Lärmschutzfenster und dauerhafte Geschwindigkeitsüberwachung für Klein Oßnig

Pressemitteilung 263/17 vom 11.10.2017

Auf Grund eines Urteils des Verwaltungsgerichtes Cottbus wurde der Landkreis verpflichtet, über einen Antrag auf verkehrsbeschränkende Maßnahmen in der Ortsdurchfahrt Klein Oßnig erneut eine Entscheidung unter Ausübung des pflichtgemäßen Ermessens zu treffen. Gegen dieses Urteil hat der Landkreis keine Rechtsmittel eingelegt.

Nach einer erneuten umfangreichen Sachverhaltsermittlung bei der verschiedene Stellungnahmen und Gutachten von Behörden angefordert worden sind, hat der Landkreis einen neuen Bescheidentwurf gefertigt. Dieser Entwurf befindet sich gegenüber der Antragstellerin und weiteren betroffenen Behörden bis Anfang November 2017 in der Anhörungsphase. Nach dem jetzigen Stand beabsichtigt der Landkreis über die bereits getroffenen Maßnahmen hinaus, keine zusätzlichen Verkehrsbeschränkungen anzuordnen. Dem vorausgegangen ist ein umfangreicher Abwägungsprozess bei der alle Maßnahmen auf dem Prüfstand standen, um dem Schutzanspruch der Bürger vor schädlichen Lärmbelastungen mit dem höchstmöglichen Effekt gerecht zu werden. Eine Sperrung für den überörtlichen Schwerverkehr würde zu keiner signifikanten Entlastung führen.

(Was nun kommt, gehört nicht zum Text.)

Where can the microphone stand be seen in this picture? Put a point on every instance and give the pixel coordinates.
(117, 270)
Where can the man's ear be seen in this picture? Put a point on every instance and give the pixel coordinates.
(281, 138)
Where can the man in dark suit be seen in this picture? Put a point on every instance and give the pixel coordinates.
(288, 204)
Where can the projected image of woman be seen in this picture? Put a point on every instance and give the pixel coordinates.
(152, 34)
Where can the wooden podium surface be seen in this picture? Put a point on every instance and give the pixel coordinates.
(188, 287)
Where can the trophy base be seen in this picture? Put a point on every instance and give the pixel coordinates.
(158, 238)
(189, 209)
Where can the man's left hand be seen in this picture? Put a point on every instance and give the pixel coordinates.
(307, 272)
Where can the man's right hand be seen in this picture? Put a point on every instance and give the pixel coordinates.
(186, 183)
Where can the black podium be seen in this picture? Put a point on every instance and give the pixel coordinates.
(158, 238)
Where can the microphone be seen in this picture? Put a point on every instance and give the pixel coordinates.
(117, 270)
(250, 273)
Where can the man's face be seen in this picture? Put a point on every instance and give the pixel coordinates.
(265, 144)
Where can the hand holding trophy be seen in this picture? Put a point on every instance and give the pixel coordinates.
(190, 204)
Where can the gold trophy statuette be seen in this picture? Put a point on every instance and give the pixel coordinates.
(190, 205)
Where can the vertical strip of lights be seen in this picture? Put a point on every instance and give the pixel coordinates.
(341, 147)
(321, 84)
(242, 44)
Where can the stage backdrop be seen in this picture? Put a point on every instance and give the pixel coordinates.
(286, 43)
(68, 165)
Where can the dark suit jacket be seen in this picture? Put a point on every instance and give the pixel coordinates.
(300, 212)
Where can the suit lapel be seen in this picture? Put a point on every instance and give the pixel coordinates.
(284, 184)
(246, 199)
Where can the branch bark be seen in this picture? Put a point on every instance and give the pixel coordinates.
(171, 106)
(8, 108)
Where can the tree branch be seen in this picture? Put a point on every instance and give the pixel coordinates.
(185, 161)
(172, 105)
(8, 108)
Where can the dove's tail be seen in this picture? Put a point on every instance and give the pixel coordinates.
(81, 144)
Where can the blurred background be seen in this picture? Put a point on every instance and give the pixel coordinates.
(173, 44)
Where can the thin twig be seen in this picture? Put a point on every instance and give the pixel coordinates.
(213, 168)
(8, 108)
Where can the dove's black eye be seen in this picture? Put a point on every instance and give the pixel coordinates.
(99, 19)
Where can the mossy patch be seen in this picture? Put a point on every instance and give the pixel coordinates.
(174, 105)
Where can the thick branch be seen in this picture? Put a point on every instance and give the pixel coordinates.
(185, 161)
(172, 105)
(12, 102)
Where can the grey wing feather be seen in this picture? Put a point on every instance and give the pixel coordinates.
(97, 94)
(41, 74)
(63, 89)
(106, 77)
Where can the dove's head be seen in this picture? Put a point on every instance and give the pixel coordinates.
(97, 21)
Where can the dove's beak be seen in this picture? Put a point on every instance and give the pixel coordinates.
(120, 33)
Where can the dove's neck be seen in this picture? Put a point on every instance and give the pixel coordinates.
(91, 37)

 Eine abschließende Entscheidung wird der Landkreis nach Beendigung des Anhörungsverfahrens treffen. Bei der derzeit geplanten Entscheidung hat der Landkreis weitere Verkehrsbeschränkungen für bestimmte Fahrzeuggruppen geprüft. Im Ergebnis würden diese jedoch zu erheblichen zusätzlichen verkehrlichen Belastungen auf Ausweichstrecken, zu Lärmbelastungen in bereits belasteten Gebieten der Region, zu wirtschaftlichen Belastungen der regionalen Unternehmen und letztendlich zu umweltrechtlichen Belastungen der Allgemeinheit führen.

Demgegenüber kann durch passive Schallschutzmaßnahmen (Einbau von Lärmschutzfenstern) und durch eine künftige dauerhafte Verkehrsüberwachung in der Ortslage  ein nachhaltigerer Schutz der Bürger vor Verkehrslärm erreicht werden. In diesem Zusammenhang konnte in Abstimmung mit dem Land eine 100%-Finanzierung durch Bund und Land für den Einbau von Lärmschutzfenstern getroffen werden. Diese Möglichkeit wird allen Anwohnerinnen und Anwohnern von Klein Oßnig angeboten, die in gleicher Weise wie die Antragstellerin betroffen sind.